Tuesday, December 27, 2005

Hug a thug!

In my grade 11 law class, my teacher and I got into an argument after she marked an answer on my test wrong because I listed immorality as one of the root causes of crime instead of the "correct" answer: poverty. Of course, I explained, I could memorize the answers that she had given me, but I really didn't understand how memorizing your teacher's opinions constituted learning.

Today, the Prime Minister wants me to believe that the murder of a 15-year old girl in my neighbourhood yesterday shows us the "consequences of exclusion". I think I'm going to be getting the answer wrong again. I would suggest that the problem is that there is not enough exclusion. I suspect that anyone who fires a gun in a busy street was likely involved in lots of other criminal acts beforehand and should have been excluded from society a long time ago by means of imprisonment.

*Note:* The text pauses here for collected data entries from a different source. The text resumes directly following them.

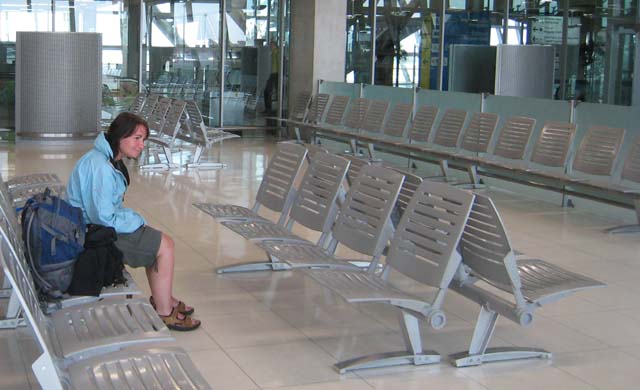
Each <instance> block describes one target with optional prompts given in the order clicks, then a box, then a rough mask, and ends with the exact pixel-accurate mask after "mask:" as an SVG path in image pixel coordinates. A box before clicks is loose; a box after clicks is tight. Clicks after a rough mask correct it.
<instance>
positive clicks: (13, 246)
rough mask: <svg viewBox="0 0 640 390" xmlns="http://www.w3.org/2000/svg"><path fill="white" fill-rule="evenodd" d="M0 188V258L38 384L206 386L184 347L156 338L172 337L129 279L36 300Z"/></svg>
mask: <svg viewBox="0 0 640 390" xmlns="http://www.w3.org/2000/svg"><path fill="white" fill-rule="evenodd" d="M1 195H2V196H1V197H0V198H1V200H2V202H0V210H1V211H2V212H1V213H0V264H1V265H2V268H3V271H4V275H5V280H7V281H8V282H9V284H10V286H11V289H12V297H14V298H15V300H14V299H11V300H10V303H9V311H12V310H14V311H19V312H21V314H22V316H23V319H24V320H26V323H27V324H28V325H29V326H30V327H31V328H32V329H33V332H34V334H35V339H36V341H37V343H38V344H39V346H40V348H41V349H42V354H41V355H40V357H39V358H38V359H37V360H36V361H35V362H33V365H32V368H33V372H34V374H35V376H36V378H37V380H38V382H39V384H40V385H41V386H42V387H43V388H46V389H87V388H100V389H107V388H109V389H112V388H123V389H140V388H168V387H171V388H180V389H209V388H210V386H209V385H208V384H207V383H206V381H205V380H204V379H203V378H202V376H201V375H200V373H199V372H198V371H197V369H196V368H195V366H194V364H193V363H192V362H191V360H190V359H189V356H188V355H187V353H186V352H185V351H184V350H182V349H180V348H174V347H167V346H166V345H162V344H160V342H167V341H173V340H174V339H173V337H171V335H170V333H169V330H168V329H167V328H166V326H165V325H164V323H163V322H162V321H161V319H160V318H159V317H158V315H157V314H156V312H155V310H154V309H153V307H152V306H151V305H150V304H149V303H148V302H146V301H143V300H140V299H133V298H128V297H130V296H131V295H132V294H136V293H137V292H136V286H135V284H127V285H125V286H117V287H111V288H109V289H106V290H104V291H103V294H102V295H101V296H100V297H73V298H70V299H66V300H64V301H61V302H59V304H56V305H49V306H46V305H45V306H42V305H41V302H40V301H39V297H38V293H37V289H36V287H35V284H34V281H33V276H32V274H31V272H30V268H29V266H28V263H27V260H26V258H25V254H24V251H23V246H22V240H21V239H20V230H19V229H18V228H19V226H18V221H17V218H16V216H15V209H14V208H13V206H12V205H11V204H10V203H9V202H8V201H9V198H8V197H7V195H8V194H7V192H6V191H4V189H3V191H2V194H1ZM123 298H127V299H123ZM16 306H17V307H18V308H19V310H15V307H16ZM12 308H13V309H12ZM44 308H46V309H47V310H46V311H45V310H44ZM15 320H16V321H15V322H16V324H14V326H15V325H17V324H18V321H17V318H16V319H15Z"/></svg>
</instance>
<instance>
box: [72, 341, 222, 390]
mask: <svg viewBox="0 0 640 390" xmlns="http://www.w3.org/2000/svg"><path fill="white" fill-rule="evenodd" d="M67 373H68V379H69V382H70V384H71V387H72V388H73V389H78V390H80V389H90V388H98V389H131V390H134V389H168V388H171V389H181V390H207V389H211V386H210V385H209V384H208V383H207V382H206V380H205V379H204V378H203V377H202V375H201V374H200V372H198V369H197V368H196V367H195V365H194V364H193V362H192V361H191V359H190V358H189V355H188V354H187V353H186V352H185V351H184V350H182V349H180V348H169V347H157V348H152V349H136V348H127V349H124V350H121V351H118V352H113V353H111V354H108V355H105V356H100V357H97V358H92V359H87V360H83V361H81V362H78V363H76V364H73V365H71V366H70V367H68V368H67Z"/></svg>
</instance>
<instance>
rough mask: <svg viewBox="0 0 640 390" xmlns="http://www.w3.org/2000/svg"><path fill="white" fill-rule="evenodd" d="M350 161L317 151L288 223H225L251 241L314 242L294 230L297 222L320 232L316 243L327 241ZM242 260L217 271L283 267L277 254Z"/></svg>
mask: <svg viewBox="0 0 640 390" xmlns="http://www.w3.org/2000/svg"><path fill="white" fill-rule="evenodd" d="M348 168H349V161H348V160H346V159H344V158H342V157H340V156H336V155H334V154H329V153H318V154H316V155H315V157H314V158H313V159H312V160H311V163H310V164H309V168H308V169H307V171H306V172H305V175H304V177H303V179H302V182H301V184H300V188H299V189H298V191H297V196H296V199H295V200H294V202H293V205H292V206H291V210H290V213H289V214H290V215H289V220H288V221H287V223H286V224H284V221H283V220H282V219H281V221H282V223H278V224H274V223H273V222H271V221H267V220H259V221H246V222H241V221H223V222H222V224H223V225H224V226H226V227H228V228H229V229H231V230H232V231H234V232H236V233H238V234H240V235H242V236H243V237H244V238H246V239H248V240H252V241H258V242H259V241H267V240H268V241H270V242H278V243H289V244H303V245H306V244H308V245H313V244H312V243H311V242H309V241H307V240H305V239H302V238H300V237H298V236H297V235H295V234H293V233H292V228H293V226H294V224H296V223H298V224H300V225H302V226H304V227H306V228H308V229H311V230H314V231H316V232H320V237H319V239H318V244H317V245H320V246H322V245H324V243H325V242H326V240H327V238H328V237H329V235H330V231H331V227H332V225H333V222H334V221H335V218H336V215H337V213H338V197H339V196H340V194H341V193H342V191H343V189H342V183H343V182H344V179H345V175H346V173H347V169H348ZM276 263H277V264H276ZM252 264H253V265H249V264H246V263H245V264H243V265H240V266H235V265H232V266H229V267H223V268H218V270H217V271H218V273H221V272H233V271H240V270H242V271H250V270H254V271H257V270H268V269H272V268H273V267H274V265H275V266H276V267H278V269H281V268H280V267H281V266H282V264H281V263H280V262H278V261H277V260H276V259H274V258H270V259H269V260H268V261H266V262H257V263H252Z"/></svg>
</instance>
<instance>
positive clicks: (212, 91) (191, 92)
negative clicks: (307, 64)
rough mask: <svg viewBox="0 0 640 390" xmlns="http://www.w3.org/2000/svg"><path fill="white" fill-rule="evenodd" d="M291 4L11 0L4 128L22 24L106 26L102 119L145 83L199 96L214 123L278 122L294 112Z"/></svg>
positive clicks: (130, 1) (9, 126) (2, 37)
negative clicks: (278, 118)
mask: <svg viewBox="0 0 640 390" xmlns="http://www.w3.org/2000/svg"><path fill="white" fill-rule="evenodd" d="M288 13H289V10H288V2H287V0H108V1H104V0H2V1H1V2H0V128H9V129H11V128H14V127H15V114H14V111H15V74H16V69H15V62H16V33H17V31H42V32H65V33H66V32H90V33H100V34H101V40H102V51H101V56H100V57H101V64H102V65H101V68H102V72H101V73H102V77H101V80H100V81H99V83H100V84H99V85H101V90H102V94H101V95H102V106H101V115H100V117H101V121H102V124H103V125H105V124H107V123H109V122H110V121H111V120H112V119H113V118H114V117H115V115H117V114H118V113H119V112H120V111H123V110H126V109H127V108H128V107H129V106H130V104H131V103H132V102H133V99H134V98H135V96H136V95H137V94H138V93H139V92H156V93H161V94H164V95H166V96H169V97H174V98H182V99H194V100H196V102H197V103H198V105H199V106H200V108H201V110H202V112H203V114H204V117H205V120H206V121H207V124H208V125H211V126H224V127H242V128H246V127H252V126H257V127H260V126H269V125H275V122H273V123H271V122H270V121H269V120H268V119H267V118H268V117H274V116H278V115H279V114H280V115H283V116H286V115H287V113H286V109H287V101H286V98H287V90H288V78H287V74H288V70H287V69H286V64H287V62H288V56H289V53H288V50H289V27H288V26H289V16H288ZM265 90H266V91H265ZM265 92H268V93H265ZM265 95H268V96H269V97H270V99H269V101H270V102H271V103H272V105H271V109H270V110H265V100H264V99H265Z"/></svg>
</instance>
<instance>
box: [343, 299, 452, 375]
mask: <svg viewBox="0 0 640 390" xmlns="http://www.w3.org/2000/svg"><path fill="white" fill-rule="evenodd" d="M400 325H401V328H402V336H403V338H404V340H405V345H406V347H407V350H405V351H396V352H385V353H377V354H373V355H367V356H360V357H357V358H353V359H349V360H344V361H342V362H339V363H336V365H335V368H336V370H338V372H339V373H341V374H344V373H346V372H347V371H352V370H358V369H363V368H377V367H388V366H398V365H404V364H413V365H416V366H418V365H423V364H435V363H439V362H440V355H439V354H438V353H437V352H435V351H423V350H422V339H421V336H420V321H419V320H418V318H417V317H415V316H414V315H413V314H411V313H409V312H406V311H404V310H402V311H401V312H400Z"/></svg>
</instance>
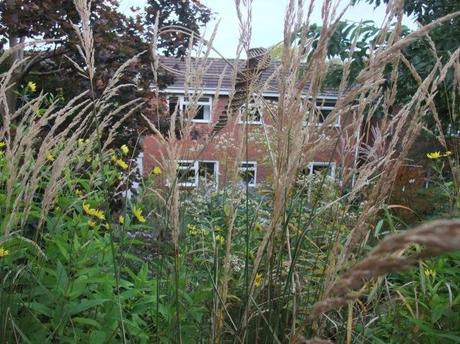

I'm not exactly sure what the Prime Minister's point is (granted, not a rare state of affairs). What has society supposed to have done to these people that they think it is okay to open fire on a crowded street? What could we have done to prevent them from having such utter disregard for human life? Did they not have state run day care growing up? Were they treated with disrespect when they went to register their handguns? Did people give them funny looks?

Why can't we acknowledge that criminals are responsible for their own actions? 'Society' didn't exclude that little girl from her future, the person who murdered her did.